Tash Mahnokaren
Staff Writer
Idaho State University’s environmental chemistry class takes an annual trip to Yellowstone National Park to study the geothermal features of the area. This year, student participants of the October trip were the first to test out chemistry undergraduate student Jeff Kuhlmeier’s recently released application.
While this is always an enriching experience for the students, Professor Jeffrey Rosentreter of the Chemistry department felt that an interactive application that would allow for easier recognition and recording of data would be beneficial.
During the trip, the class performs various tests, and on a typical day the group can conduct research for eight to nine hours. The application allows for the compilation of this data.
Kuhlmeier described the main reason behind the application’s intended success being that smartphones include many useful sensors.
“[Smartphones include] GPS, timers, geo-synced clocks, mobile Internet connections and cameras. By accessing these resources with an easy to use and [easy to] modify interface, data can be entered quickly and, in many cases, be automatically synced and saved remotely as a secure backup,” said Kuhlmeier.
“When you have to share data person-to-person in the field, there is a hazard there. They are next to geothermal features,” he added.

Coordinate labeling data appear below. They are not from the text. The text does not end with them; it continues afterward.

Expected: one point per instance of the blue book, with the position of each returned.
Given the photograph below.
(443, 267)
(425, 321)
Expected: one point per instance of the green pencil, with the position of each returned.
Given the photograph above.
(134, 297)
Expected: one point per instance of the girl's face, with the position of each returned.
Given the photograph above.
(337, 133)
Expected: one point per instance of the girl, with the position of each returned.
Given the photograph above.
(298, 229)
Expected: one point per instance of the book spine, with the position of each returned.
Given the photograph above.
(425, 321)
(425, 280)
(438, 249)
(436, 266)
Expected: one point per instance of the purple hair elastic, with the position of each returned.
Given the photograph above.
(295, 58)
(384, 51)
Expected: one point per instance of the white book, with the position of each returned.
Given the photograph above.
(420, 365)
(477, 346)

In gathering to collect data, students can potentially put themselves at risk of falling into the geothermal features. For this reason, the app facilitates the well-being of students during the trip.
Rosentreter expresses that the idea behind the app’s creation came about through a desire to eliminate “chaos and confusion”.
Kuhlmeier said the entire process was facilitated through the use of an open data kit for data collection, and Google’s Application Programming Interface (API) for data aggregation and presentation.
The application, according to the self-taught developer, took a mere weekend to create.
The app is available exclusively to Android phone users due to budgetary and licensing restraints.
According to Rosentreter, Android phones have been donated to students for use. He also mentions that these students were the most active samplers.
In any situation accidents are prone to occur, and in the park, it could be a dropped phone in the lake or drenched notes leading to the loss or alteration of data.
With the application, students no longer have to worry about their pen and notebook or losing their data because it is uploaded and saved on site.
Both Rosentreter and Kuhlmeier tested the applications usability prior to its release. Kuhlmeier expressed that if he were able to use it and instruct others on its use, then relatively anyone would not run into problems in trying to use the application.
“Most of them liked it,” said Kulhmeier about student response to the application. “But because this a rather new sampling method as opposed to the usual written recording of data, it will take some getting used to.”
The photographic features and GPS capabilities are said to be a noteworthy characteristic between the smartphone and application conjunction.
Students are required to take pictures while sampling, a phenomenon Rosentreter refers to as quality assurance.
The GPS feature ensures that the students were present at the actual site.
This has become a necessity in the reality of sampling because of inaccurate data speculations that surface from samplers neglecting to visit the actual geothermal sites to collect data.
In developing the application further, Kuhlmeier hopes to add a feature allowing for students to upload their own tests.
“Each year graduate students design their own tests,” said Kuhlmeier. “It is fixed in that the same tests are always in the same field, so the graduate students need a way to enter their own tests.”
Rosentreter on the other hand hopes to be able to get sensors that could be connected to smartphones, further facilitating the collection of sensory data.
Along with the application came the launch of a website which provides information about chemical reactions that ultimately shape the springs into terraces, geysers and mud volcanoes.
The application, according to Kuhlmeier, is also set up to use in any field-sampling situation in the fields of ecology, biology, geoscience and even anthropology. It is now one of two apps created by ISU in the last few months designed to help with Yellowstone research.